CPU: Intel(R) Xeon(R) CPU E5-2670 0 @ 2.60GHz (2593.81-MHz K8-class CPU)
  Origin="GenuineIntel"  Id=0x206d6  Family=0x6  Model=0x2d  Stepping=6
  Features=0x17c3fbff<FPU,VME,DE,PSE,TSC,MSR,PAE,MCE,CX8,APIC,SEP,MTRR,PGE,MCA,CMOV,PAT,PSE36,ACPI,MMX,FXSR,SSE,SSE2,HTT>
  Features2=0x80b82201<SSE3,SSSE3,CX16,SSE4.1,SSE4.2,x2APIC,POPCNT,HV>
  AMD Features=0x28100800<SYSCALL,NX,RDTSCP,LM>
  AMD Features2=0x1<LAHF>
Hypervisor: Origin = "Microsoft Hv"
real memory  = 118107406336 (112636 MB)
avail memory = 114828369920 (109508 MB)
Event timer "LAPIC" quality 100
ACPI APIC Table: <Xen HVM>
FreeBSD/SMP: Multiprocessor System Detected: 32 CPUs
FreeBSD/SMP: 2 package(s) x 16 core(s)


It is kind of difficult to see which sycalls take longer  before and after but my guess is that it is related to semaphores since it is attempting to get data from the subprocesses and it uses semaphores for synchronization.
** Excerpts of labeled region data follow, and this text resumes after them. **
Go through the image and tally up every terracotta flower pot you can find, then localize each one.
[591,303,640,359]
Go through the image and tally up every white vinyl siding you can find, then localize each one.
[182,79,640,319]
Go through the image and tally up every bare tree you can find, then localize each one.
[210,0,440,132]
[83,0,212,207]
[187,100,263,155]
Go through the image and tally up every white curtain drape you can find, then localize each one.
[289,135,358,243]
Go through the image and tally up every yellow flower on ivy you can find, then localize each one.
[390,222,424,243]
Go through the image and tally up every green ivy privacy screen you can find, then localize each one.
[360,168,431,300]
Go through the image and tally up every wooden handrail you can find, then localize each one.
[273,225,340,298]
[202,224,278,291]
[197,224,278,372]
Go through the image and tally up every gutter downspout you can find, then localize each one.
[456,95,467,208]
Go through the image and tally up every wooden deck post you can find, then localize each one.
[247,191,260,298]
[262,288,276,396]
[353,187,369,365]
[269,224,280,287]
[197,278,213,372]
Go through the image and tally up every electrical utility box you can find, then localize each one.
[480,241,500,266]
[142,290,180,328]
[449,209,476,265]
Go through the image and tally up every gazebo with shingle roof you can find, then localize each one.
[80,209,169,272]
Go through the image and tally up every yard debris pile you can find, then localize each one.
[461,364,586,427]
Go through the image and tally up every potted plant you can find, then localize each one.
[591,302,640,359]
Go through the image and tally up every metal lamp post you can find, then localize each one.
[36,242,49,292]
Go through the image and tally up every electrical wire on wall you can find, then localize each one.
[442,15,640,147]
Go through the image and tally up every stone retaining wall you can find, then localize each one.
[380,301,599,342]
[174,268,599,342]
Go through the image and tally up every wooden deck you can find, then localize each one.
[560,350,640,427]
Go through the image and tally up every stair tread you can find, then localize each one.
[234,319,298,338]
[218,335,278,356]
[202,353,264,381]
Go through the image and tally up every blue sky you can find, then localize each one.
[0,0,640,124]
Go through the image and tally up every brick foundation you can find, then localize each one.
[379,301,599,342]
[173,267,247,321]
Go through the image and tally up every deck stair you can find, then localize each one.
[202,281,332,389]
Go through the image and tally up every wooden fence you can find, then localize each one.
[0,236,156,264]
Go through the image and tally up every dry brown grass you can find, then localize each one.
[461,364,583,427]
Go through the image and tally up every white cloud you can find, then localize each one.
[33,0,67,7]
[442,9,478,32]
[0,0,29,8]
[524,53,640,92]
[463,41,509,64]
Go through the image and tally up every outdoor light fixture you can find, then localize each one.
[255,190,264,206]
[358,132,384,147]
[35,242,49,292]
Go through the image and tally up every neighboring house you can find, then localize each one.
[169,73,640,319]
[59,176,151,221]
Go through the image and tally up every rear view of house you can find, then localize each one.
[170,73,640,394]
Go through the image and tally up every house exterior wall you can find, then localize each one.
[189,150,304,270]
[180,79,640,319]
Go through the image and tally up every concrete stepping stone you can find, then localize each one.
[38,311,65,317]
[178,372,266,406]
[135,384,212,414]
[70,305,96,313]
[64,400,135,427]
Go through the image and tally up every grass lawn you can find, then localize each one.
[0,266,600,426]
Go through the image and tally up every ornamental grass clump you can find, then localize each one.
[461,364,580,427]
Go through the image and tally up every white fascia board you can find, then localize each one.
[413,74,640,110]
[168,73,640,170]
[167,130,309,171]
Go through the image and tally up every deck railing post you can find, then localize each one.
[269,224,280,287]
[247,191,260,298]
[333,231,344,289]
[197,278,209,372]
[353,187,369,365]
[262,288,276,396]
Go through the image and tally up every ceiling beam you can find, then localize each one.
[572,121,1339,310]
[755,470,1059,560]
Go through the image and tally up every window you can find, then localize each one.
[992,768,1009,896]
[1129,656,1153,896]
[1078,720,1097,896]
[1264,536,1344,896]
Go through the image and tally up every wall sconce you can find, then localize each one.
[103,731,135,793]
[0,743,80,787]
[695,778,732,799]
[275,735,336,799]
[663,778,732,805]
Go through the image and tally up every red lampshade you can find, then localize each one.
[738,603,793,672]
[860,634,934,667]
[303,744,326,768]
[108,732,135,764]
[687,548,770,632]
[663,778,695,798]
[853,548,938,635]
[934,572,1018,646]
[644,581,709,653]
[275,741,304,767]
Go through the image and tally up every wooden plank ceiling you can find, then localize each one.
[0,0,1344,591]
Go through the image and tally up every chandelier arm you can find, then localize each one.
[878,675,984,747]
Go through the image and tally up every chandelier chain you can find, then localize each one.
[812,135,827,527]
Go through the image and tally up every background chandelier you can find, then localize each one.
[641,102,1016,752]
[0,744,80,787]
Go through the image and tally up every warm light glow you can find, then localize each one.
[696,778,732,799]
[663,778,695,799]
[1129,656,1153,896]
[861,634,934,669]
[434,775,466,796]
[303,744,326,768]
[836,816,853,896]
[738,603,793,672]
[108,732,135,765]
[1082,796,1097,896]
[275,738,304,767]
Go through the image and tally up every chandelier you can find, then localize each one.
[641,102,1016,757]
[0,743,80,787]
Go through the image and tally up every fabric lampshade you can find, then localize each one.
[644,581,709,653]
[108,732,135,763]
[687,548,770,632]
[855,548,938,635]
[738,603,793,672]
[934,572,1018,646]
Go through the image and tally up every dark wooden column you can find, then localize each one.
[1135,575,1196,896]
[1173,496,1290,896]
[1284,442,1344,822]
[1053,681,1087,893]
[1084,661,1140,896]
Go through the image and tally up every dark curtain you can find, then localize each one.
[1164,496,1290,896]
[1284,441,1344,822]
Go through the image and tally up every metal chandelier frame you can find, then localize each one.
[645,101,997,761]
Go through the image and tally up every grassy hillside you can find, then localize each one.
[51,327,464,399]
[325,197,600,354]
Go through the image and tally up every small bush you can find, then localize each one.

I'm not sure if there is an easy way to see what is taking longer. I'll see if I can somehow get the information using DTrace.
Comment 5 Konstantin Belousov freebsd_committer 2019-03-06 14:56:27 UTC
If you disable KPTI by a knob, does the speed loss recover ?
Can you try on bare metal ?

There is no PCID feature advertised by the virtualized CPU, so we flush TLB on each syscall entry and exit.  I suspect  Xen might have additional pessimisations there comparing to the bare hardware.
Comment 6 Alex Richardson freebsd_committer 2019-03-06 14:58:42 UTC
For now setting vm.pmap.pti=0 in /boot/loader.conf brings the testing time back down to 25.89s. Meltdown mitigation should not be too important for this server so I will disable it for now.

I guess switching to separate page tables causes a lot of overhead with nested paging and maybe due to the timing changes there are more syscalls so again more overhead.